Quick answer: To fix a recurring bug: find the root cause (not the symptom you keep patching), fix the actual cause, and verify it stays fixed across versions.

A recurring bug keeps coming back because the real cause was never fixed. These are the steps to end it.

Step 1: Find the Root Cause, Not the Symptom

Start by finding the actual root cause rather than the symptom: a bug that keeps recurring usually means previous fixes addressed the symptom (where it surfaced) but not the underlying cause, so it returns in the same or a different form. Dig past the surface to the real reason it happens.

Bugnet helps you reach the root cause: by grouping all occurrences of the recurring bug by signature and showing their common conditions (device, version, breadcrumbs), it reveals the underlying pattern across occurrences, helping you see the real cause rather than repeatedly patching the symptom you happen to observe.

Step 2: Fix the Underlying Cause

Next, fix the underlying cause you identified, addressing why the bug happens, so it cannot recur in any form. This is the difference between a fix that holds and one that fails: fixing the cause eliminates the bug, while fixing the symptom just moves or delays it.

Bugnet helps confirm you are fixing the right thing: the full context and the pattern across occurrences let you target the actual cause, so your fix addresses why the bug happens rather than where it last appeared, giving you a fix that has a real chance of holding.
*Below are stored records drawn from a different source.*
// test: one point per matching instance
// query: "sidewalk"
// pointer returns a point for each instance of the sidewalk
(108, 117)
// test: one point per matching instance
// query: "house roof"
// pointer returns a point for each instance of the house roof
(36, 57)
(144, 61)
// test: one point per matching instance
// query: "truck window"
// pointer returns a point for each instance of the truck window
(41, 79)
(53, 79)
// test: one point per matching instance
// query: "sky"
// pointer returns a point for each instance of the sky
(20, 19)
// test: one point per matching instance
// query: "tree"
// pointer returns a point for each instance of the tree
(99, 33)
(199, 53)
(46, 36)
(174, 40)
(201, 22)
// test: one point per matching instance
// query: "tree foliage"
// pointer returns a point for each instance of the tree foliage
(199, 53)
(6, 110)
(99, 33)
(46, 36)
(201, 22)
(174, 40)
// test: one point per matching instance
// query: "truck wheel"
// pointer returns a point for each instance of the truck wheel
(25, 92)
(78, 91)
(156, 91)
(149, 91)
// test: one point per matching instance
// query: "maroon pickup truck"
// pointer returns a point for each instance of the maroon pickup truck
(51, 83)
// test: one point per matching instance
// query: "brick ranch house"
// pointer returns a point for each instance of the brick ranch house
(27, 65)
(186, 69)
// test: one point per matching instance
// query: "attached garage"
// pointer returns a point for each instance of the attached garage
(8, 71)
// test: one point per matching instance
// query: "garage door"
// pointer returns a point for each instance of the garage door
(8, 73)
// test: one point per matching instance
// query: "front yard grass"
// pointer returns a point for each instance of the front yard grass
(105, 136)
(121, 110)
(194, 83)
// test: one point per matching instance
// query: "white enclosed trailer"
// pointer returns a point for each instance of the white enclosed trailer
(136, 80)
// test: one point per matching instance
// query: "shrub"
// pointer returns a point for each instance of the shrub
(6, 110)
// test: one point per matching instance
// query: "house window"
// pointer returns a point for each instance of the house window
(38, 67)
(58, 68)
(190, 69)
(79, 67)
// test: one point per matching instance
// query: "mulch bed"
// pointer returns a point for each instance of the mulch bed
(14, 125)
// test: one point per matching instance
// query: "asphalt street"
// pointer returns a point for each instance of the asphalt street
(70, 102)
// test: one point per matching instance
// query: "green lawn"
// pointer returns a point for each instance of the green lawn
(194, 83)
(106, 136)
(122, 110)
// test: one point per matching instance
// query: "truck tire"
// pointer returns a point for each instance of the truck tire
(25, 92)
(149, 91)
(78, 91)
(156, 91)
Step 3: Verify It Stays Fixed Across Versions

Finally, verify the bug stays fixed across versions: confirm it stops occurring after your fix and does not return in later releases. Because the bug has recurred before, ongoing verification is especially important, you want to be sure this time the cause is genuinely gone, not just dormant.

Bugnet provides ongoing per-version verification: it tracks whether the bug's signature stays gone across releases, so you can confirm the recurring bug is genuinely fixed this time and catch it immediately if it returns, ending the cycle of it coming back unnoticed, which is the whole point of fixing a recurring bug properly.

To fix a recurring bug: find the root cause across all its occurrences (not the symptom you keep patching), fix the actual cause, and verify it stays fixed across versions, recurrence means the real cause was never reached.